Magnetic bead-based SPEED enables rapid and high-throughput proteomics sample preparation: A case study in clinical microbiology for species identification and antibiotic resistance detection

The throughput of proteomics is constantly increasing, which enables the development of new applications focusing on large-scale sample cohorts. These applications range from answering fundamental biological questions based on the analysis of gene knockout libraries to the analysis of population-scale plasma cohorts or the diagnostics of clinical bacterial isolates. Upscaling proteomics challenges all stages of the workflow including sample preparation, data acquisition and data analysis.

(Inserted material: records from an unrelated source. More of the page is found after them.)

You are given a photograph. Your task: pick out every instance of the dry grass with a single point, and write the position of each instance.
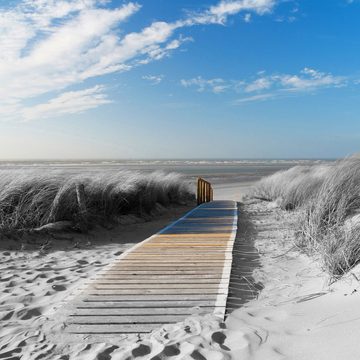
(327, 200)
(29, 199)
(291, 188)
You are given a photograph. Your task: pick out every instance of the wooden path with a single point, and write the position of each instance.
(180, 271)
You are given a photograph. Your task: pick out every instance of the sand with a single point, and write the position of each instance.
(297, 314)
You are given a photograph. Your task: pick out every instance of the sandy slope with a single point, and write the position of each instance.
(297, 315)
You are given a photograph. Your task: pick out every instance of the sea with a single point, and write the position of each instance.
(217, 171)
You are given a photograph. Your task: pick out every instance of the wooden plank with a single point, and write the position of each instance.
(108, 311)
(115, 286)
(151, 297)
(181, 271)
(111, 329)
(115, 280)
(165, 291)
(159, 278)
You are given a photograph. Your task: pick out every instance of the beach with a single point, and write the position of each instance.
(292, 310)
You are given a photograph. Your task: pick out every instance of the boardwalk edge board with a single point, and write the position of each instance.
(182, 270)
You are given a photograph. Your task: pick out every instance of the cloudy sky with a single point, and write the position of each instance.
(179, 79)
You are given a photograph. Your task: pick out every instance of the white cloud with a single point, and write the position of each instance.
(50, 45)
(154, 79)
(247, 17)
(71, 102)
(259, 97)
(310, 79)
(269, 86)
(216, 85)
(258, 84)
(218, 14)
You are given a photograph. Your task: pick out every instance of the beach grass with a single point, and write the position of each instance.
(31, 199)
(326, 204)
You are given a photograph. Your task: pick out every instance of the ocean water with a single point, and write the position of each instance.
(217, 171)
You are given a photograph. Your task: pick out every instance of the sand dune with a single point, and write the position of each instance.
(296, 315)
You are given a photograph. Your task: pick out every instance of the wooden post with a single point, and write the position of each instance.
(204, 191)
(80, 196)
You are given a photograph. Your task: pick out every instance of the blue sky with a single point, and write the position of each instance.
(179, 79)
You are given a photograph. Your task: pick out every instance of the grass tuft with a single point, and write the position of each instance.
(31, 199)
(326, 200)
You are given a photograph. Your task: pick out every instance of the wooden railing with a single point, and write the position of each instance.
(204, 191)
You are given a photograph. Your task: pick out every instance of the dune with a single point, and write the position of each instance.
(299, 312)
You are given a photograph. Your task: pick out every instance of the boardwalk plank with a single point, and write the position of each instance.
(183, 270)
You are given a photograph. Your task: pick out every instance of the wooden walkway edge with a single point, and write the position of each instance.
(183, 270)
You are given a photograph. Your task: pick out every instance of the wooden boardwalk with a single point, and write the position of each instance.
(182, 270)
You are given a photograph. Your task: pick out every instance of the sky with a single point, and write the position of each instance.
(100, 79)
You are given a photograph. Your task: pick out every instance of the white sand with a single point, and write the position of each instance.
(296, 316)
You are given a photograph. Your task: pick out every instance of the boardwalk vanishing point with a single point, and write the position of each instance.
(182, 270)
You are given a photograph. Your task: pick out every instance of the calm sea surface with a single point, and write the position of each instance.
(221, 171)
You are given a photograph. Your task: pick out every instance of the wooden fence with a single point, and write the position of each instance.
(204, 191)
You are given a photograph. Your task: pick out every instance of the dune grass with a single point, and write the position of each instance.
(31, 199)
(326, 200)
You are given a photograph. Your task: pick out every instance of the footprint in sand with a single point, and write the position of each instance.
(59, 287)
(26, 314)
(82, 262)
(141, 351)
(219, 338)
(57, 278)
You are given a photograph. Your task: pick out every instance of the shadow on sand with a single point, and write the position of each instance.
(243, 286)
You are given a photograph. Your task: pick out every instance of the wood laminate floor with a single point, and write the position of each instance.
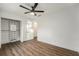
(34, 48)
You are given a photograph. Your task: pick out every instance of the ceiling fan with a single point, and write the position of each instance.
(32, 10)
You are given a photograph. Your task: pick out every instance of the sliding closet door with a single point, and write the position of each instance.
(10, 30)
(5, 30)
(15, 31)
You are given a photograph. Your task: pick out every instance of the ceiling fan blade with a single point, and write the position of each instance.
(35, 5)
(24, 7)
(35, 14)
(38, 11)
(27, 12)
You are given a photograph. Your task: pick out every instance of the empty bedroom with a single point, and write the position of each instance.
(39, 29)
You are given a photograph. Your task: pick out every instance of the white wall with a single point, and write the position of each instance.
(0, 32)
(60, 28)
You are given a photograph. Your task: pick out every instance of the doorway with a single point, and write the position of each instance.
(10, 30)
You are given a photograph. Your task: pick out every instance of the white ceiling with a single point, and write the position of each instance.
(47, 7)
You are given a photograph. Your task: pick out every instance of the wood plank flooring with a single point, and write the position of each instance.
(34, 48)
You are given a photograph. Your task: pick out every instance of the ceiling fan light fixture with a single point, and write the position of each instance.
(31, 13)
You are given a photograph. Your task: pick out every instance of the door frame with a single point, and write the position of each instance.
(10, 19)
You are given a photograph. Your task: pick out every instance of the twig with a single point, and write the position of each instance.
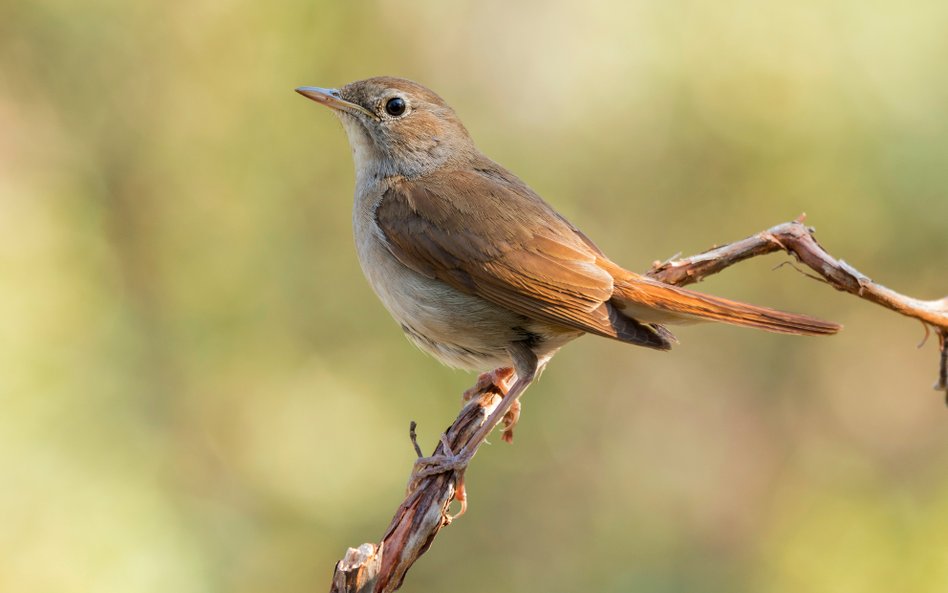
(381, 568)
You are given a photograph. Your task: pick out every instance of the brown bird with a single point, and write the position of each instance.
(480, 272)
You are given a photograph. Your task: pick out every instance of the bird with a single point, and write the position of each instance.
(477, 269)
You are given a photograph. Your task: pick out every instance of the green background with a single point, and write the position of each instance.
(198, 391)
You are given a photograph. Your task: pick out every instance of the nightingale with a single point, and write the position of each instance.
(478, 270)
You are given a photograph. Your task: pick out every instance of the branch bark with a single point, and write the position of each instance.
(381, 568)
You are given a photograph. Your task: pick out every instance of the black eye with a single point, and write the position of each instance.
(395, 106)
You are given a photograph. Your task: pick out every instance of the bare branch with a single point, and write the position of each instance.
(381, 568)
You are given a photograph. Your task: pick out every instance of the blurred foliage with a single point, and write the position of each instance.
(200, 393)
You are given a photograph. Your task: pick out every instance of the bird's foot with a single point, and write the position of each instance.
(442, 463)
(497, 382)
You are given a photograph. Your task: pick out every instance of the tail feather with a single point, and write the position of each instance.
(652, 301)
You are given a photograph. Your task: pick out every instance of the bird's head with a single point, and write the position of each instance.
(396, 126)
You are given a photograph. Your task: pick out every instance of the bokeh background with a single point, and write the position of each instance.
(199, 393)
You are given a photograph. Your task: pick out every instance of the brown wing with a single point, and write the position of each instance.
(487, 234)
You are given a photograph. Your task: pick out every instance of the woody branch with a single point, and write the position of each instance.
(381, 568)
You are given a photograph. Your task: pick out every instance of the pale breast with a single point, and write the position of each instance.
(459, 329)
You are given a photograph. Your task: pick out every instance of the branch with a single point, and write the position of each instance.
(381, 568)
(797, 239)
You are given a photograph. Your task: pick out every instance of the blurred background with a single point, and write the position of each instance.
(200, 393)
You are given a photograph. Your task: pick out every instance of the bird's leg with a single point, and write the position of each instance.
(497, 381)
(526, 366)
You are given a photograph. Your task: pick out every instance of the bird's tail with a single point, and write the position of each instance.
(651, 301)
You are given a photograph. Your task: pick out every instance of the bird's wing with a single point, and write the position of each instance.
(485, 233)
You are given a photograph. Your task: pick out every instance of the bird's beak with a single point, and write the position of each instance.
(332, 99)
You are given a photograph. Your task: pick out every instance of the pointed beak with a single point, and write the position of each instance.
(333, 99)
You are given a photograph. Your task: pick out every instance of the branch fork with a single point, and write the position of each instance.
(381, 568)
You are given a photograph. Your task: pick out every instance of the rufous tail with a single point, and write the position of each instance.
(649, 300)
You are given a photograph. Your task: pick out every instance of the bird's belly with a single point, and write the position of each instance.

Initially, comprehensive, accurate and deep proteome analysis relies on the reproducible generation of peptides from the entirety of proteins present in each sample. Most sample preparation protocols employ detergents or chaotropic agents for protein extraction and support sample lysis by physical disruption methods. As many extraction reagents inhibit enzymatic digestion and are incompatible with LC-MS/MS, the idea behind most sample preparation methods is to remove interfering substances before digestion. Recently, we introduced a detergent-free method, named Sample Preparation by Easy Extraction and Digestion (SPEED), which consists of three steps, acidification, neutralization and digestion. SPEED is a universal method for peptide generation from various sources and is easily applicable even for lysis-resistant sample types. As the scale of proteome studies increases, magnetic-based methods (PAC, SP3) are gaining attraction because of their automation potential. This motivated us to develop and evaluate an improved bead-based SPEED protocol to enable high-throughput sample preparation in 96-well plates with efficient and versatile one-step pure chemical-based sample lysis and direct reagent-free protein quantitation.

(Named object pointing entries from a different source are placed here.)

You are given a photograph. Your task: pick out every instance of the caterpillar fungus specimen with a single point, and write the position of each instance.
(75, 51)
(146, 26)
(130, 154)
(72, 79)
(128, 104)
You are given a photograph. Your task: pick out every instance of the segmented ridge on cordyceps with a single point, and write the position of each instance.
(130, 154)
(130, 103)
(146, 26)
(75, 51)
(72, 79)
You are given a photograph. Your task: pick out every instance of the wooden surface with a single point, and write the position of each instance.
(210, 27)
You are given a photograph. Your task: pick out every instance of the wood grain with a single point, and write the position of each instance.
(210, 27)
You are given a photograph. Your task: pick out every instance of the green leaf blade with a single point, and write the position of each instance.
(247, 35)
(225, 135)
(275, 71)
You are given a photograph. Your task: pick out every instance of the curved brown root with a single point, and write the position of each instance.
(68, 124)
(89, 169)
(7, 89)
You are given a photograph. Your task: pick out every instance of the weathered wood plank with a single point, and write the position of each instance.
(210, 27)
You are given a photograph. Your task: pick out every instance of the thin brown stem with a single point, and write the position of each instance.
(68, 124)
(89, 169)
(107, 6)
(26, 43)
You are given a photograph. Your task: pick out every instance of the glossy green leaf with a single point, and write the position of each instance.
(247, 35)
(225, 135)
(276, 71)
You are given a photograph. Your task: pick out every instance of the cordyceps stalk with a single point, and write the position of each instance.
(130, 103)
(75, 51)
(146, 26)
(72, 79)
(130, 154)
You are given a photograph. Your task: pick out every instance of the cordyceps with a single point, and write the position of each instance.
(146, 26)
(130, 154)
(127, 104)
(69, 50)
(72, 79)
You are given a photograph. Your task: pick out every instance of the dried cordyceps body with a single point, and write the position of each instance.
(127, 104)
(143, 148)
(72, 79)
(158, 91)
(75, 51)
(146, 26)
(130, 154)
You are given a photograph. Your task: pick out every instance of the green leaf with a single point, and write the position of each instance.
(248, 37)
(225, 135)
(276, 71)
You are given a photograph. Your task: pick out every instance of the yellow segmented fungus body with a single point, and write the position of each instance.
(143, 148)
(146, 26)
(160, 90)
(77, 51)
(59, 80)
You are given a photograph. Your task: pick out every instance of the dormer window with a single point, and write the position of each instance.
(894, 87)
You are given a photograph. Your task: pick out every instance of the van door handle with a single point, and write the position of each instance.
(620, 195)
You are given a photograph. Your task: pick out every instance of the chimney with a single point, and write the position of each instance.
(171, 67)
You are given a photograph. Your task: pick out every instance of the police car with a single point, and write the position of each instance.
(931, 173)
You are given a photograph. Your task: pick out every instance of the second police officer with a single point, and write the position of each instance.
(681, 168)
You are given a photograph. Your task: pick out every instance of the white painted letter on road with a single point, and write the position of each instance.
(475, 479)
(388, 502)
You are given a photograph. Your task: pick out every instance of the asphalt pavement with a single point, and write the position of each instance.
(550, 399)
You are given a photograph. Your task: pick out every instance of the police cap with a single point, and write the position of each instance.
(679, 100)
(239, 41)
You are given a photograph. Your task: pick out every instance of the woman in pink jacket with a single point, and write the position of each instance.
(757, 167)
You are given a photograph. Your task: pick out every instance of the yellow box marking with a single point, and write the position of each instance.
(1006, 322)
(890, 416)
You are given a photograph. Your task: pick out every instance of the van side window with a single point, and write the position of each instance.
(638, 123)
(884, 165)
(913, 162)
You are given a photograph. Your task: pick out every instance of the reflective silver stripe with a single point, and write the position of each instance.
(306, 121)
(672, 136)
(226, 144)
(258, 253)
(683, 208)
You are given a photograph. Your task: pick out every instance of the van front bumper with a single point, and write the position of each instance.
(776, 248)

The performance of magnetic bead-based SPEED was evaluated in an analysis of bacterial clinical isolates using our workflow for concomitant species identification and antibiotic resistance (AMR) detection. Samples were analyzed using a 100 SPD method (Evosep One) and diaPASEF data acquisition (timsTOF HT). The results show, that proteomics provided high specificity and sensitivity for AMR detection, while allowing species identification from very large sequence databases with high accuracy. This workflow has the ability for the successful implementation of proteomics in clinical microbiology. The magnetic bead-based sample preparation (SPEED) is able to prepare all ESKAPE bacteria for measurement in less than 2h without protocol adaptations. The method also has great potential for automation to prepare native samples for mass spectrometry without human intervention in the future.